How does AI accelerate cargo insurance quotation?

AI reads the transport submission at intake, extracting the cargo manifest, route plan, fleet list, and GR profile, then scores route and cargo risk against the insurer's appetite, enriches it with carrier and broker context, and routes simple in-appetite risks to straight-through quoting. Underwriters spend 40% of their time on administrative tasks, according to Deloitte, so automating that step is the lever. Because brokers choose insurers by response speed, faster transport quoting is also a conversion lever.

Does WIR have experience in the Transport line?

WIR's only public traction is a POC in execution with a global insurer in the Transport line, which is the line this analysis addresses. WIR does not publish signed clients, revenue, or named customers beyond that. The experience logos shown on its site reflect where the founding team operated before WIR, not WIR's own client base. The platform itself is built to automate the transport quotation and underwriting journey against the insurer's appetite.
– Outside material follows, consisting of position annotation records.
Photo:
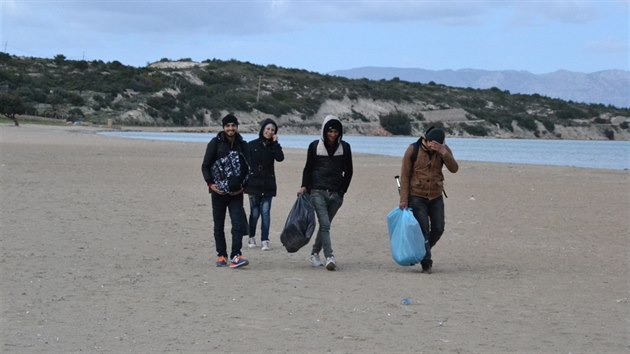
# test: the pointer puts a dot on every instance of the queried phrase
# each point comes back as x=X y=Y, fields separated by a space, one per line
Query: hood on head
x=264 y=123
x=331 y=121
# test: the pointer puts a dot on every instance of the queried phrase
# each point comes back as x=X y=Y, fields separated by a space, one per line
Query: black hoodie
x=263 y=154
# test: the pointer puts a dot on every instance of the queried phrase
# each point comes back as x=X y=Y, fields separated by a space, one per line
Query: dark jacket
x=328 y=167
x=219 y=147
x=264 y=153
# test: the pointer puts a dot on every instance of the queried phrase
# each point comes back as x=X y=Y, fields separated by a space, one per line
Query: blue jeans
x=233 y=204
x=259 y=206
x=326 y=205
x=430 y=216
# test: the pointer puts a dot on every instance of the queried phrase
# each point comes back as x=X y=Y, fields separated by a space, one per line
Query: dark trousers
x=430 y=216
x=233 y=204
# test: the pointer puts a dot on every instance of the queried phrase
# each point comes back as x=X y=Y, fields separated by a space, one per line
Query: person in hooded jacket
x=422 y=186
x=227 y=195
x=326 y=178
x=261 y=185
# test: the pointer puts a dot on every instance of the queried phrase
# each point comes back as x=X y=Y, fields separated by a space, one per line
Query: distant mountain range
x=609 y=87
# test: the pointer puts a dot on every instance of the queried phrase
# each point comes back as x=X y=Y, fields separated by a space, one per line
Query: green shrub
x=396 y=123
x=475 y=130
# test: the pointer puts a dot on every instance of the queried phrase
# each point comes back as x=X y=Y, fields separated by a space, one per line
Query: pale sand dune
x=107 y=247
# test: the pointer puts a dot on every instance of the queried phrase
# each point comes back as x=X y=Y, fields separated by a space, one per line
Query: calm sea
x=576 y=153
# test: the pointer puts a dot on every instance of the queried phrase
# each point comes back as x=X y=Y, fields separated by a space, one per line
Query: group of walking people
x=233 y=167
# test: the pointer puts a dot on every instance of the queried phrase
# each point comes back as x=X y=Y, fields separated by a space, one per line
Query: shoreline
x=107 y=246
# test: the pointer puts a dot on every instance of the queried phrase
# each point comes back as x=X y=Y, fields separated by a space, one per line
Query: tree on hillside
x=10 y=106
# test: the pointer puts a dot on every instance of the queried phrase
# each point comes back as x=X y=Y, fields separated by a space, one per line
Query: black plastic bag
x=299 y=226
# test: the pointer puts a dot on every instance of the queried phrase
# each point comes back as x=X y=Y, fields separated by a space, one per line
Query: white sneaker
x=330 y=263
x=315 y=261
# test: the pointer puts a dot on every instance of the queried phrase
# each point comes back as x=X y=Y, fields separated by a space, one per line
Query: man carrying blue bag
x=422 y=186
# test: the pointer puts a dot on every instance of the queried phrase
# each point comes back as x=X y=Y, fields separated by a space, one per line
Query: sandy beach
x=107 y=248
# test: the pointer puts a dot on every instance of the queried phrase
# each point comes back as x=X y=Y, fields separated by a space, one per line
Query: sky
x=326 y=35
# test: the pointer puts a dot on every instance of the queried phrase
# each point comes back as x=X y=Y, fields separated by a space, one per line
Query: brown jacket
x=427 y=180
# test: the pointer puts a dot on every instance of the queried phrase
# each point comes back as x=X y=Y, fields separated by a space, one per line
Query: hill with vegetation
x=190 y=94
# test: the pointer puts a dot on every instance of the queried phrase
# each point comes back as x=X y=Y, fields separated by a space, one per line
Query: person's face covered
x=269 y=132
x=331 y=135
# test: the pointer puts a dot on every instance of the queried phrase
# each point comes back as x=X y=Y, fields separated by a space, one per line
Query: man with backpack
x=225 y=168
x=422 y=186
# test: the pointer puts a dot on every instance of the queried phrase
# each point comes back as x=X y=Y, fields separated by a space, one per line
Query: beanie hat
x=264 y=125
x=230 y=118
x=435 y=134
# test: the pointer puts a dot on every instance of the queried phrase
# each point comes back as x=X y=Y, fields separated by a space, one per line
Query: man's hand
x=213 y=187
x=437 y=147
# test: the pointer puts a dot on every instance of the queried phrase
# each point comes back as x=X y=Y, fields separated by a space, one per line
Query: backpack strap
x=414 y=155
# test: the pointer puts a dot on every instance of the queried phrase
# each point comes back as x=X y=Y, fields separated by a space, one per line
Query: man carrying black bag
x=326 y=177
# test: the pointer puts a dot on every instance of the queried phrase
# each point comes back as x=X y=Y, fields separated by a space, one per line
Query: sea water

Does WIR replace the core to underwrite transport?

No. WIR is an external AI layer that sits on top of the systems the insurer already runs, and it never replaces the core. It is 100% external, with no load on the insurer's IT and no system migration. WIR automates the quotation and underwriting journey according to the insurer's own risk-acceptance policy, then writes the decision back to the policy core and returns a full audit trail. It does not carry risk and is not an insurer, broker, or MGA.